TendoNova wants to shake up the medical industry with a tool they say provides a simpler, less expensive and more effective treatment for chronic tendon pain.

Roy D. Wallen, the company’s CEO (pictured), says the Ocelot is a mechanical oscillation tool that goes under the skin to break up tissue and prompt healing. “Sometimes you have to disrupt tissue to get the body to heal,” Wallen says. “This process is like taking a bag of rocks and turning it into a bag of sand—a homogenous mix that can heal.”

Wallen says this is a leap forward for treatment because currently there’s no small, simple tool like it. He says patients will be able to receive treatment in a doctor’s office or clinic. “The Ocelot makes it a [streamlined] process with a dramatically lower cost—about one third of hospital treatment.”

When the device is inserted and treatment is under way, software shows the condition of the tissue. Any tablet or cellphone can be used as a display, eliminating the expense to build and purchase such components.

Wallen says 30 million Americans suffer from tendon pain caused by repetitive motion injury, including runners, tennis players, construction workers, flight attendants and others on their feet all day or those who do a lot of walking. “If you don’t allow [the tendon] to heal, the chronic pain problem continues. We can stop the malformation of tissue and allow it to reform and heal,” he says.

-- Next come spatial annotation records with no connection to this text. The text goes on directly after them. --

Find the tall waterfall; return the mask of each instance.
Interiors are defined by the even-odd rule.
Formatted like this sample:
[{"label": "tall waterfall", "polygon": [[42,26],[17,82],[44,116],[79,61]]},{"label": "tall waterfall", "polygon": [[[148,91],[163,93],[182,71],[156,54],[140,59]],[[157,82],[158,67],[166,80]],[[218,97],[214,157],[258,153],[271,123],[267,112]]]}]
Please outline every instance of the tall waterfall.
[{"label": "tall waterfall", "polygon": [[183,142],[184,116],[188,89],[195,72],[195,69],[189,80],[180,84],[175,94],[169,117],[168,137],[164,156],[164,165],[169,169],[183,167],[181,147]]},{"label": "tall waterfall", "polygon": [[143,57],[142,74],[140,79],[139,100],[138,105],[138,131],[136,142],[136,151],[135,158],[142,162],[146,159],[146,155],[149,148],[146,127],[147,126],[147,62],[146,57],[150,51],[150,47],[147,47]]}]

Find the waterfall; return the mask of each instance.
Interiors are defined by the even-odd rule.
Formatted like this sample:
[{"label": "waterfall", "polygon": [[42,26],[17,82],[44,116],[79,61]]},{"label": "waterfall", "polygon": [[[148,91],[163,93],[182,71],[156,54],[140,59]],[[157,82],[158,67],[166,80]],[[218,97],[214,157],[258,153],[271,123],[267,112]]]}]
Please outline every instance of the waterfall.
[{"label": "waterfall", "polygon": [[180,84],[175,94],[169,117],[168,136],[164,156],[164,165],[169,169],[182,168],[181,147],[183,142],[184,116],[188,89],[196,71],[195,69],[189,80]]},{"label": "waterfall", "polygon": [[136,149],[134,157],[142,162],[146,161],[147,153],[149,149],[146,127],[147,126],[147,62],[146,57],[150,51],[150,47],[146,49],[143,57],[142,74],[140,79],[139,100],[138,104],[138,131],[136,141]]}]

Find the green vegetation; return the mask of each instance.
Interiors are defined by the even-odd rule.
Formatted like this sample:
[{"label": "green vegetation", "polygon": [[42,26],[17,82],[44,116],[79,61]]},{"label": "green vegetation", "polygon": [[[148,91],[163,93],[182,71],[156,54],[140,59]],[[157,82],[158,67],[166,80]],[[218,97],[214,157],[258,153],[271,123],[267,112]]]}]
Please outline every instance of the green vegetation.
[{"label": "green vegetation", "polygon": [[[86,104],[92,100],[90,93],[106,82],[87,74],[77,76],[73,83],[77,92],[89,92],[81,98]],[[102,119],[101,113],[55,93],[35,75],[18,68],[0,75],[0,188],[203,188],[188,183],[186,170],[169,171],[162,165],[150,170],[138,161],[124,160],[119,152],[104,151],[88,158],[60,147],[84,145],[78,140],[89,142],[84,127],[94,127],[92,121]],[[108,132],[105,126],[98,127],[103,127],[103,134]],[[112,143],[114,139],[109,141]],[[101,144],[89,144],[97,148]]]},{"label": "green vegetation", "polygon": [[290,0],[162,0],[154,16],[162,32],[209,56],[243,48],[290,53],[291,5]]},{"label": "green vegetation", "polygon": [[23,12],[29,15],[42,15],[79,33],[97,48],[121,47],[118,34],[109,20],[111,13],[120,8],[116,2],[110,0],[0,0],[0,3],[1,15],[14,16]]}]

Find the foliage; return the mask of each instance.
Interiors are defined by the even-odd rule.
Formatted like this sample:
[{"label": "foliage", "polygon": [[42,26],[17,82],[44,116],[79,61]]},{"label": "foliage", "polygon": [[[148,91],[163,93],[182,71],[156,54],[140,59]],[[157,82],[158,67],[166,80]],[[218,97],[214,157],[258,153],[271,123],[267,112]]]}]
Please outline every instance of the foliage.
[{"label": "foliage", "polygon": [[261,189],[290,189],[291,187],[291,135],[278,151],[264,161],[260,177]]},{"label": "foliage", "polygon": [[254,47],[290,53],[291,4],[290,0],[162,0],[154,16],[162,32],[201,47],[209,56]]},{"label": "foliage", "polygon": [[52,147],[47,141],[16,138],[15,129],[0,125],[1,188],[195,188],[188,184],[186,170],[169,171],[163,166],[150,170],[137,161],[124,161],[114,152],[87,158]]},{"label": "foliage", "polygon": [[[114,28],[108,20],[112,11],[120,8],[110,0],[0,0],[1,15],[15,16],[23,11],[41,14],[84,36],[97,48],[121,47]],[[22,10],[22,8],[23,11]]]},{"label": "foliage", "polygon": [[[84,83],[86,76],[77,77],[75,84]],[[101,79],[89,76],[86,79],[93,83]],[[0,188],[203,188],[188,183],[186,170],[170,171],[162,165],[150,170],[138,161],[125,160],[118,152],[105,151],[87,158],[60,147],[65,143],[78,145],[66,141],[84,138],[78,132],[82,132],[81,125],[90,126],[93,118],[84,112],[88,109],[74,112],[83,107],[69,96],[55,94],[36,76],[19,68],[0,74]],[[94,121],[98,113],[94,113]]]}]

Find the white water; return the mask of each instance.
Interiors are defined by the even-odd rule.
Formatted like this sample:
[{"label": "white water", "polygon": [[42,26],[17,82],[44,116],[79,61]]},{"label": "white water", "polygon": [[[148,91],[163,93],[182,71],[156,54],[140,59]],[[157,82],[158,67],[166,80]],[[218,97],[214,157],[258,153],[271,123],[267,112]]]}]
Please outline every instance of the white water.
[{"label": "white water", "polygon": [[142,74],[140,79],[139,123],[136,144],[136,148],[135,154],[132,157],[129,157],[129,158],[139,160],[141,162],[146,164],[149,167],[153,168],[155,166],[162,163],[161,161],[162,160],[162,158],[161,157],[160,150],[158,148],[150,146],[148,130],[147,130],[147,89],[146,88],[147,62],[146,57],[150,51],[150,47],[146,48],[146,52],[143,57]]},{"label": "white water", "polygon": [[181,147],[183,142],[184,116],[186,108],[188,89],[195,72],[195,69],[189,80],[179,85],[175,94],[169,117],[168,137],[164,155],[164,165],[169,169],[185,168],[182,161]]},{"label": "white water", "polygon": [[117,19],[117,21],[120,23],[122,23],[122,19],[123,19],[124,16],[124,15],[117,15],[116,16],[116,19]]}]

TendoNova earned the first-place honor and $150,000 at TechOut, the NH Tech Alliance’s startup competition, in November. Wallen says TendoNova will also receive an additional $100,000 in funding in a match grant and will continue to raise money to bring the Ocelot to market. Where Wallen is in talks with NH companies regarding manufacturing, a final decision regarding production has not been made.